Die beiden Sprecher hatten gar nicht bemerkt, mit welchen Blicken die schöne Resedilla den anderen Jäger beobachtete, der ruhig auf seinem Stuhl saß und gar nicht tat, als ob ihn das Gespräch interessiere. Jetzt aber erhob er sich und ging hinaus, um nach seinem Pferd zu sehen. Als er wieder in den Flur trat, um in die Gaststube zurückzukehren, stand Resedilla in demselben.

»Verzeiht, Señor«, sagte sie in ängstlichem Ton, »dieses Blut an Eurer Jacke ist nicht von einem Reh.«

Er blickte ihr lächelnd in die Augen, die voller Besorgnis auf ihn gerichtet waren, und fragte:

»Wovon soll es sonst sein, Señorita?« – »Ihr seid verwundet?« – »Verwundet?« fragte er erstaunt. »Wer sollte mich verwundet haben?« – »Gestern abend die Franzosen.« – »Ah, wie bringt Ihr mich mit den Franzosen zusammen?«

Da faßte sie Mut und antwortete:

»Entsinnt ihr Euch noch, daß Ihr droben im Zimmer auf dem Stuhl eingeschlafen waret?« – »Ja«, antwortete er. – »Nun, da habe ich unterdessen Euer Gewehr aufmerksam betrachtet.« – »Wirklich?

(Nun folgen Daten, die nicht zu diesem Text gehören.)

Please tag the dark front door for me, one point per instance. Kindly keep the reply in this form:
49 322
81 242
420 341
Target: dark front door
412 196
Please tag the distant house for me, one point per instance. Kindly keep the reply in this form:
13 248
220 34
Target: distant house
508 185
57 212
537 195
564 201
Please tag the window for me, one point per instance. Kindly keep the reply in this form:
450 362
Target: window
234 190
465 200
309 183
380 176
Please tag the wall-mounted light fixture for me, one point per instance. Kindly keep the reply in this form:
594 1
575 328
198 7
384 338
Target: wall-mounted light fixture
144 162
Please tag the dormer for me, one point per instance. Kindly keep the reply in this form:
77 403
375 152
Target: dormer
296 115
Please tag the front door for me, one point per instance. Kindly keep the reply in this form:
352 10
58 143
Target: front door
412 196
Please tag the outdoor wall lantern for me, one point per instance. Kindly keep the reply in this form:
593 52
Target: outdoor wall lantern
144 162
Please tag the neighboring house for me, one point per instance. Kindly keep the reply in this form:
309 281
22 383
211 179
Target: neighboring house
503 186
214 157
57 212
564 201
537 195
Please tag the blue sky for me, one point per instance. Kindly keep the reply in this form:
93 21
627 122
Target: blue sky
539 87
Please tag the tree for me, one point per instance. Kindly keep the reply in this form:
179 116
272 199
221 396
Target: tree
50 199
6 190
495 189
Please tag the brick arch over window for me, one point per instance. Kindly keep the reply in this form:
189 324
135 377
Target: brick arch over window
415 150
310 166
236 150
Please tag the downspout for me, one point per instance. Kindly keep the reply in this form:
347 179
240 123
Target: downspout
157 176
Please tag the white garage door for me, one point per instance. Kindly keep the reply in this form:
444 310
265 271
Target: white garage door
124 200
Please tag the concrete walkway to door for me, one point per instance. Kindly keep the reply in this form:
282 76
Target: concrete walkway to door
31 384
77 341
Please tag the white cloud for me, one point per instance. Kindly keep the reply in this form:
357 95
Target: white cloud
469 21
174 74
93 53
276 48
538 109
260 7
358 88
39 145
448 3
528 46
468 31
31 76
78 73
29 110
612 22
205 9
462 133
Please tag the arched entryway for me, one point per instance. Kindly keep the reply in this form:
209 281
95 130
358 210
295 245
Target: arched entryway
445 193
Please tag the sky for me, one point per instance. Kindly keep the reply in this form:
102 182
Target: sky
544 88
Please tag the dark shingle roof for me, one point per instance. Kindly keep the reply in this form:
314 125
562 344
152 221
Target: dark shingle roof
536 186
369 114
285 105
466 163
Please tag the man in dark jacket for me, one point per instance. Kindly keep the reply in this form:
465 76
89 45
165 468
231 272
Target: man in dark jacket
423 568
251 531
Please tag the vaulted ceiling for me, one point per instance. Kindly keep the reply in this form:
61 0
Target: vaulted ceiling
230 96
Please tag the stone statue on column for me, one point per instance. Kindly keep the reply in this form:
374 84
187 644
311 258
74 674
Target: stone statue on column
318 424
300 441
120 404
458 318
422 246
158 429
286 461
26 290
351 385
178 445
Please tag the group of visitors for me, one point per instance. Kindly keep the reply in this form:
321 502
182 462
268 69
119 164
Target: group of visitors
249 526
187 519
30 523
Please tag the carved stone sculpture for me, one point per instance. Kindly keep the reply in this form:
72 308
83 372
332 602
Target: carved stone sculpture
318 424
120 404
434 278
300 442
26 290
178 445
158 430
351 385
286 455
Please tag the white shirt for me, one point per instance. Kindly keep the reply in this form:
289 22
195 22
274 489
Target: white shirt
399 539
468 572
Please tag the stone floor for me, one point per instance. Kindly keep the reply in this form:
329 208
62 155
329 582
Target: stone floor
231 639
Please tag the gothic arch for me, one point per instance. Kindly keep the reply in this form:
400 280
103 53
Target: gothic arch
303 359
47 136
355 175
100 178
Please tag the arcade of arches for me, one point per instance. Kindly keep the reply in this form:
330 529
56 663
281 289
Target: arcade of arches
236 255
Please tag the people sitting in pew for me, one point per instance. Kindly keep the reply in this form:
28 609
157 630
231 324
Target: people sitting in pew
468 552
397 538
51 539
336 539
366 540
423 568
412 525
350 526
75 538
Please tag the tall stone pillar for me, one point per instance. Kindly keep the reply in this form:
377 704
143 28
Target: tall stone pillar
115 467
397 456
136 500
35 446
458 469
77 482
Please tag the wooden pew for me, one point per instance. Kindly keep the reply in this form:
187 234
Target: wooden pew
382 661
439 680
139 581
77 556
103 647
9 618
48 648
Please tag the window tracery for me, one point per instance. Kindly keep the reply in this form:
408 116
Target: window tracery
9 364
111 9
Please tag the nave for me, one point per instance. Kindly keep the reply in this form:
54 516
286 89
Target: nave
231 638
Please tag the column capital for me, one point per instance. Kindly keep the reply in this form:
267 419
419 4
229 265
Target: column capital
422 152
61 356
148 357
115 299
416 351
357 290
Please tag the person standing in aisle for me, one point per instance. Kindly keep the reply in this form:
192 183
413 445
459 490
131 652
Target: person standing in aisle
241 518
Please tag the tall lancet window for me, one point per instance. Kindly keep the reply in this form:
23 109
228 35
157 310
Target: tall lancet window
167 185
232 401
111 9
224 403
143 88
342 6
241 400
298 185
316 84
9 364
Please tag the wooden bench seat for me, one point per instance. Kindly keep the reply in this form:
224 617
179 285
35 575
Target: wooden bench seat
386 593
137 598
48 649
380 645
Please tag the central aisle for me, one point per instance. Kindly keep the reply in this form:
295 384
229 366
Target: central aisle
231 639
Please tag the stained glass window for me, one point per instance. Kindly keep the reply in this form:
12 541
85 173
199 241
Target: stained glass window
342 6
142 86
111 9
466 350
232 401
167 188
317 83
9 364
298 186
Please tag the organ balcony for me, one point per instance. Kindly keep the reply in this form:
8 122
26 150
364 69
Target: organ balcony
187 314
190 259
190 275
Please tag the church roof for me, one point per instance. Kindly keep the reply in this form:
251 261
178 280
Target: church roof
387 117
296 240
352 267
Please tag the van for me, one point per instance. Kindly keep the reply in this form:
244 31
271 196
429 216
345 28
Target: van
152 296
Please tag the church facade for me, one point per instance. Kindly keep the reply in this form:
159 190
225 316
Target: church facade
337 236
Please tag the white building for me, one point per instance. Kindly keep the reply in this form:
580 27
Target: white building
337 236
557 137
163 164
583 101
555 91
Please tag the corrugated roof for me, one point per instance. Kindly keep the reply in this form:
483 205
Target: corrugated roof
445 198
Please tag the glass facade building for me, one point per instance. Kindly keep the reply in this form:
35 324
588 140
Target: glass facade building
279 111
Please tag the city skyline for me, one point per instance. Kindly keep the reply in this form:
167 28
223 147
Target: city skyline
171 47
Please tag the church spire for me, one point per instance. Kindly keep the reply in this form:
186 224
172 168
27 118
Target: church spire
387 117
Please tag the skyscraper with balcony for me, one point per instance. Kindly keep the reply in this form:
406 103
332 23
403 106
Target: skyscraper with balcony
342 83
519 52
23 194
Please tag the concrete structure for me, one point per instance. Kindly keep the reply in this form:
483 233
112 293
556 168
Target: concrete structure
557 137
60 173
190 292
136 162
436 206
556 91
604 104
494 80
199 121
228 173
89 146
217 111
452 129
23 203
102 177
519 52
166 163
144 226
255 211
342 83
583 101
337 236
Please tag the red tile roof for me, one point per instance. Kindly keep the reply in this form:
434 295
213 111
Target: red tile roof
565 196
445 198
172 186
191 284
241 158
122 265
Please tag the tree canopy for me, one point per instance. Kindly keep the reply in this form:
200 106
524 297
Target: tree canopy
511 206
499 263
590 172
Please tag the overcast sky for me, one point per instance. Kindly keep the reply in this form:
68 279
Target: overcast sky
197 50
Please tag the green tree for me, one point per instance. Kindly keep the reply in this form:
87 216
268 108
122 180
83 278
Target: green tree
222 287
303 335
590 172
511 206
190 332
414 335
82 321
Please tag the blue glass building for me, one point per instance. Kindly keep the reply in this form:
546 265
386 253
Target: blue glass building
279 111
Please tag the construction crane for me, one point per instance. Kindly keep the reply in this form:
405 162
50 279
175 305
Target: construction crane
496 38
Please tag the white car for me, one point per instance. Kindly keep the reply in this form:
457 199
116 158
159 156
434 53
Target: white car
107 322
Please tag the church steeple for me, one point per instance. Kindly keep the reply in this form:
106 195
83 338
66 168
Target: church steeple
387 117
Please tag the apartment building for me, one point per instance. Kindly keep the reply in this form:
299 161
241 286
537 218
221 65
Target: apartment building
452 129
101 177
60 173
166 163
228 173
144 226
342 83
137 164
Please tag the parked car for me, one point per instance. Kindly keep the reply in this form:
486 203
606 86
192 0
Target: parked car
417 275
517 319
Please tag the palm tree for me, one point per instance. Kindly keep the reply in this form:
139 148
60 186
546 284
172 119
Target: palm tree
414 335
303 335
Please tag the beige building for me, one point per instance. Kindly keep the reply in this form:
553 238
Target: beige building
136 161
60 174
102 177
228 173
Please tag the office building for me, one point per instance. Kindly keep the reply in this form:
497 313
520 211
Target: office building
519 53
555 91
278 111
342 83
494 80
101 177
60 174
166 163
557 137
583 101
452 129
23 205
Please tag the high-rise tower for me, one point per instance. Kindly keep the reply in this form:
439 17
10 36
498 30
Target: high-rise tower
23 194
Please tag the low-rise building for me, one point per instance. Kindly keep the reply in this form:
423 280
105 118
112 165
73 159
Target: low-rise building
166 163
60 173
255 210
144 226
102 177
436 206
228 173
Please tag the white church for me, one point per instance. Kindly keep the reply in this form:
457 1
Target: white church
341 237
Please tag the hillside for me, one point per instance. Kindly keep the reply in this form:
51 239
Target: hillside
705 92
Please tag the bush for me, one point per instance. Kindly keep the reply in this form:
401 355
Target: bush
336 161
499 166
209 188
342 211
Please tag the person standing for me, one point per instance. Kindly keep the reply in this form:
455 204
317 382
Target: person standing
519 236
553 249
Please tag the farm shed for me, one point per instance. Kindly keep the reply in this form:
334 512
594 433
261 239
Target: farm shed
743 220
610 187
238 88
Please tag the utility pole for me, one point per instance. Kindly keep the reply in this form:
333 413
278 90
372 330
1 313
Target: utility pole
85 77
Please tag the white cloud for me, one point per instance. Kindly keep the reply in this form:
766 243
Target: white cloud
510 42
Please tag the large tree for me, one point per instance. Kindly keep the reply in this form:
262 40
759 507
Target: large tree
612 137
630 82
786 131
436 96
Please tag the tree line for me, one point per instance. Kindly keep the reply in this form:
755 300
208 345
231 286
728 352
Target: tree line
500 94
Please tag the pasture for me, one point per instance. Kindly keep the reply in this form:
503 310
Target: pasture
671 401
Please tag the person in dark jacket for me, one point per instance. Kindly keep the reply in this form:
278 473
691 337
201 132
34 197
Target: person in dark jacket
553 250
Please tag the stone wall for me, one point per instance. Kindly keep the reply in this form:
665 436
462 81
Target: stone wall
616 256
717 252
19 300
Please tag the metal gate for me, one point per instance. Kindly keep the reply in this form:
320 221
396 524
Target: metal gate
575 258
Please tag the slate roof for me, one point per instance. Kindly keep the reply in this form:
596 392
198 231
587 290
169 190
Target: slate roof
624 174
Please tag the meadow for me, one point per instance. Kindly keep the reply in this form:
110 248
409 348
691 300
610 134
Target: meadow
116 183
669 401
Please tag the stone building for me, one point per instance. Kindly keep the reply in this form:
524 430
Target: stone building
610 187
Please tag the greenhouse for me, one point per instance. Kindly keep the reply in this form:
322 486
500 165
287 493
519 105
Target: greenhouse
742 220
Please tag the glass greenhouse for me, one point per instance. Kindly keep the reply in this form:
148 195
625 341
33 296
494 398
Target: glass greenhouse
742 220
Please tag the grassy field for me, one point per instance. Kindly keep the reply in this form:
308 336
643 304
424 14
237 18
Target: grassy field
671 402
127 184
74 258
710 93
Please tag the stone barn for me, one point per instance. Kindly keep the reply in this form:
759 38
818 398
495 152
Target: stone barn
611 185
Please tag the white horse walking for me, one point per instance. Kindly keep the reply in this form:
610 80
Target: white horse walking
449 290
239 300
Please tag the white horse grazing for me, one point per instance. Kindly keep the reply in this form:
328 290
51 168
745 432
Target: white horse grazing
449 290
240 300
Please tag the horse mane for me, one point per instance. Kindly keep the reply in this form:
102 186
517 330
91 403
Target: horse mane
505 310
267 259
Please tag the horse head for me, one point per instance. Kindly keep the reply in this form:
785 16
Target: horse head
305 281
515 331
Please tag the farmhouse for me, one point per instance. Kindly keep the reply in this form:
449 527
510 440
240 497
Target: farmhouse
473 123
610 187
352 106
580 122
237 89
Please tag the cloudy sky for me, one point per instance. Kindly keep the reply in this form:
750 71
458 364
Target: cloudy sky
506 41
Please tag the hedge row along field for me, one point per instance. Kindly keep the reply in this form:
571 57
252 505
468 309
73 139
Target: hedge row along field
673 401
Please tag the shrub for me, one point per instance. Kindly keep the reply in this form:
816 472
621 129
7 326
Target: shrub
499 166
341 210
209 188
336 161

Weshalb?« – »Um zu sehen, ob der Kolben von Gold ist.« – »Sapristi!« sagte er überrascht. »Welchen Grund hattet Ihr dazu?« – »Ich ahnte bereits, wer Ihr seid.« – »Ah, Señorita, das war sehr vorwitzig von Euch!«

Er wollte seiner Stimme den Ausdruck des Vorwurfs geben, allein es gelang ihm nicht. Er freute sich ja über den Scharfsinn, den die Geliebte entwickelt hatte.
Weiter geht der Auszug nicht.